If you are under a time constraint, setting fitness goals is the easiest way to keep on track. Simply write down the objective as you achieve it, then look at the progress towards your goal and measure the improvements that you have made. When setting fitness goals, you need to consider not only what is achievable right now, but also what you can achieve further down the line. You don't want to set some goal that is unreachable just because you're afraid to fail.
Set realistic fitness goals in your everyday life. For instance, if you have a hectic schedule that requires you to be at the gym for an hour every other day, you may want to adjust your expectations. If you set yourself a timer that goes all night until you reach your goal, then you are more likely to maintain your consistency. If the gym is really cold and/or raining, then you might have to spend the extra few minutes outside. Either way, you should at least try to ensure that your home is warmer than when you left it.
Get into a regular workout routine. If you don't know what your options are, try one new type of workout every week. Yoga is a great choice, as are pilates and even cycling.
Make fitness goals more challenging. For example, if your goal is to lose 20 pounds, then set yourself a goal of doing that every single day, no excuses. Try something that is easier, like swimming. If you cannot do swimming, you could buy yourself a couple of weeks at a time and work on swimming laps every morning, or take a couple classes at the local YMCA. As you work toward your ultimate goal, you may be surprised at just how much further you improve when you add something new to your routine.
Think long-term. If your ultimate goal is to become a triathlete, set short-term goals along the way that encourage you to keep moving. At first, focus on swimming laps every morning, alternating with biking. When you feel better, try one different type of workout for each of those short periods of time until you get tired and then switch back to your triathlon training plan. This is a great way to build up your endurance without having to work out each day and you will be motivated to make long-term goals along the way.

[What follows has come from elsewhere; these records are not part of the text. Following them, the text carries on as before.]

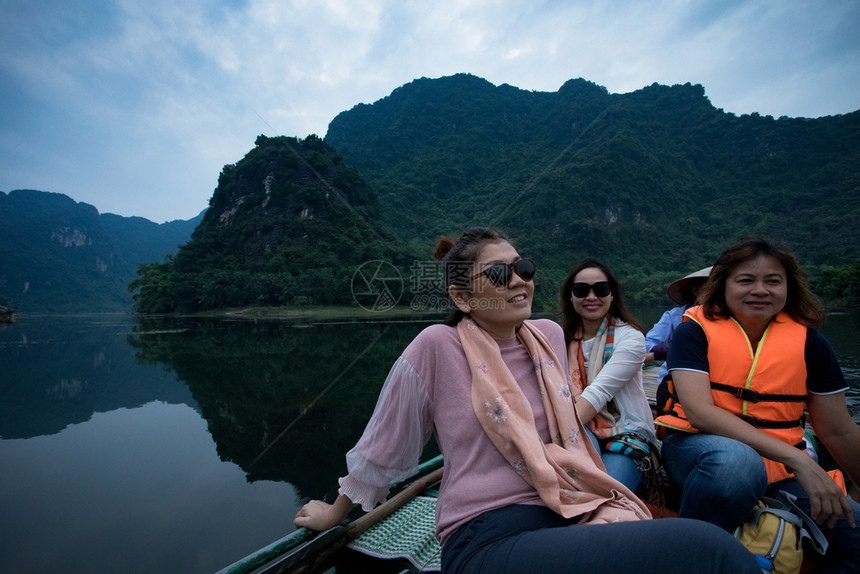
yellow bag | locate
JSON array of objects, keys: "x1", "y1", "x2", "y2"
[{"x1": 734, "y1": 491, "x2": 827, "y2": 574}]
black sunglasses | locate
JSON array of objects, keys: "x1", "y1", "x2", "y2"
[
  {"x1": 469, "y1": 259, "x2": 537, "y2": 287},
  {"x1": 571, "y1": 281, "x2": 612, "y2": 299}
]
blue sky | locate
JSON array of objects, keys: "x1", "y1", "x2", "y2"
[{"x1": 0, "y1": 0, "x2": 860, "y2": 222}]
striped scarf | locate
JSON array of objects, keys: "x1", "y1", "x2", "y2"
[{"x1": 568, "y1": 317, "x2": 624, "y2": 438}]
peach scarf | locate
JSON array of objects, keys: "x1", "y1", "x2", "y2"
[{"x1": 457, "y1": 318, "x2": 651, "y2": 524}]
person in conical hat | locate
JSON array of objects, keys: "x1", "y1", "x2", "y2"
[{"x1": 645, "y1": 267, "x2": 711, "y2": 388}]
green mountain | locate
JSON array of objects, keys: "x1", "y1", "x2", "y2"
[
  {"x1": 10, "y1": 74, "x2": 860, "y2": 313},
  {"x1": 325, "y1": 74, "x2": 860, "y2": 304},
  {"x1": 0, "y1": 190, "x2": 202, "y2": 313},
  {"x1": 131, "y1": 136, "x2": 399, "y2": 313}
]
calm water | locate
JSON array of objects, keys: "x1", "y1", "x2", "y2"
[{"x1": 0, "y1": 309, "x2": 860, "y2": 573}]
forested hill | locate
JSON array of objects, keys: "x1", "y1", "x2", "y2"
[
  {"x1": 325, "y1": 74, "x2": 860, "y2": 303},
  {"x1": 0, "y1": 189, "x2": 202, "y2": 313},
  {"x1": 133, "y1": 75, "x2": 860, "y2": 312},
  {"x1": 132, "y1": 136, "x2": 406, "y2": 313}
]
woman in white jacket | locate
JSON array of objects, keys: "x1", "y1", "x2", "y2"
[{"x1": 561, "y1": 259, "x2": 656, "y2": 492}]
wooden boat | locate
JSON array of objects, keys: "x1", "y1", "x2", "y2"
[
  {"x1": 217, "y1": 455, "x2": 443, "y2": 574},
  {"x1": 217, "y1": 363, "x2": 852, "y2": 574}
]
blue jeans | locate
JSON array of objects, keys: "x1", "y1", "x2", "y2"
[
  {"x1": 663, "y1": 432, "x2": 860, "y2": 572},
  {"x1": 585, "y1": 427, "x2": 645, "y2": 492},
  {"x1": 442, "y1": 505, "x2": 761, "y2": 574}
]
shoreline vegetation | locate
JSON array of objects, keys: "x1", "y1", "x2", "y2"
[{"x1": 8, "y1": 305, "x2": 858, "y2": 324}]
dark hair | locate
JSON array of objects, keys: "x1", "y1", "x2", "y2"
[
  {"x1": 434, "y1": 227, "x2": 513, "y2": 327},
  {"x1": 699, "y1": 237, "x2": 825, "y2": 327},
  {"x1": 561, "y1": 257, "x2": 645, "y2": 345}
]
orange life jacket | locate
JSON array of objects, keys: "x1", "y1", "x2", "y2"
[{"x1": 654, "y1": 307, "x2": 808, "y2": 483}]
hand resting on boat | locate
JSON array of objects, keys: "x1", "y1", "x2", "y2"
[{"x1": 293, "y1": 494, "x2": 353, "y2": 531}]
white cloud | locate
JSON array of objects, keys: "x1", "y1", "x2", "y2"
[{"x1": 0, "y1": 0, "x2": 860, "y2": 221}]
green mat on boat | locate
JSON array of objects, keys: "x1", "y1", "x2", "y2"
[{"x1": 347, "y1": 496, "x2": 442, "y2": 572}]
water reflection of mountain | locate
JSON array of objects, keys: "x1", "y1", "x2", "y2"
[
  {"x1": 0, "y1": 316, "x2": 198, "y2": 439},
  {"x1": 131, "y1": 320, "x2": 434, "y2": 497}
]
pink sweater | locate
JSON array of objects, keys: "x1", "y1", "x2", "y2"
[{"x1": 340, "y1": 319, "x2": 570, "y2": 544}]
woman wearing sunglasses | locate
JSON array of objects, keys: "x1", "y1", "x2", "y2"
[
  {"x1": 561, "y1": 259, "x2": 658, "y2": 492},
  {"x1": 295, "y1": 228, "x2": 756, "y2": 574}
]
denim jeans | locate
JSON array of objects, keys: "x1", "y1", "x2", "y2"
[
  {"x1": 442, "y1": 505, "x2": 761, "y2": 574},
  {"x1": 663, "y1": 432, "x2": 860, "y2": 572},
  {"x1": 585, "y1": 427, "x2": 645, "y2": 492}
]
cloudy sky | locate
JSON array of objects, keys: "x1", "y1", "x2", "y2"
[{"x1": 0, "y1": 0, "x2": 860, "y2": 222}]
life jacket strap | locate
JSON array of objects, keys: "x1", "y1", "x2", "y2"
[
  {"x1": 735, "y1": 415, "x2": 803, "y2": 429},
  {"x1": 711, "y1": 381, "x2": 809, "y2": 403}
]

Make sure your fitness goals are realistic. You don't want to hit the gym one week and think you have made huge progress only to realize a few weeks later that the weight loss has not been permanent and you have gained it all back. Make sure your goals are realistic, both in terms of results and time invested. If you are going to spend three months working on your jumping, then make sure you can commit to three months worth of workout classes at the local Y.
Work on your long-term goals. Your short-term goals will guide you to the long-term goals. Make sure your long-term goals are realistic, as well. If you want to run a marathon in two weeks time, that is a long-term goal. But if you want to achieve a six pack in two weeks, then this would be a good set goals for your fitness program.